In the past few years of his life, Clark, who was born in Mohanans, Texas, in 1941, had been battling failing health, but still remained prolific: his most recent LP, 2013’s My Favorite Picture of You, won a Grammy Award for Best Folk Album. In it, he told of a particular photograph of his beloved wife, Susanna, who passed away the year prior from lung cancer: “my favorite picture of you is the one where your wings are showing,” he sang in his warm, ragged coo. As always, he could see what both was and wasn’t there with the clearest of vision.
Guy penned “My Favorite Picture of You” a mere five years ago, just after turning 69, an age to which most of his contemporaries had chosen to coast, provided they were still living at all.
The song originated the way most of them do, with a line. A friend, Gordie Sampson, came to write at Guy’s West Nashville home and brought a hook list with him, a page of potential lines and titles. The two reviewed the list in Guy’s basement workshop, where he splits his time between writing and building guitars, sustaining himself on black coffee, peanut-butter crackers, hand-rolled cigarettes, and an occasional toke of boo.
Guy sat across from Sampson at a workbench in the center of the room. A tall man with regal posture, he’s got an angular white mustache and soul patch, wavy gray hair that curls up at his collar, and a woodblock of a forehead that looms over deep-set blue eyes. His general expression is that of someone who’s thinking about something more important than you are. Or at least more interesting.
One line on the list jumped out at him: “my favorite picture of you.” He pointed past Sampson to a thirty-year-old Polaroid of his wife, Susanna, pinned on the wall behind a drill press, a photo taken back when she and Guy were Nashville’s king and queen.
I’d play the Red River Valley
And he’d sit out in the kitchen and cry
And run his fingers through seventy years of livin’
And wonder, “Lord, has ever’ well I’ve drilled run dry?”
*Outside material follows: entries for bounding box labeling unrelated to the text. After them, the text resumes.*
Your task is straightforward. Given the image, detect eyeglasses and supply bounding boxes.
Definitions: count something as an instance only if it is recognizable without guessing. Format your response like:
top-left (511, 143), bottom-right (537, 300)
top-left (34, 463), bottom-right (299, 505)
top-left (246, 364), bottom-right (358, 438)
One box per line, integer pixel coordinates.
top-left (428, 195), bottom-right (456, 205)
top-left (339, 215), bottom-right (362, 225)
“I stepped into his home once, and it was full of art and guitars; it was this place full of artistic creation,” Lyle Lovett, a friend and admirer of Clark’s work, told the Houston Chronicle in 2012. “And that reaches into his songs as well. We’re all trying to get to the same place through our discovery of things that make us feel like we’re OK. That’s basically what music and art does. You want to find a mutual point of view with somebody who understands how you feel.
“Guy’s a master at expressing feeling in songs.”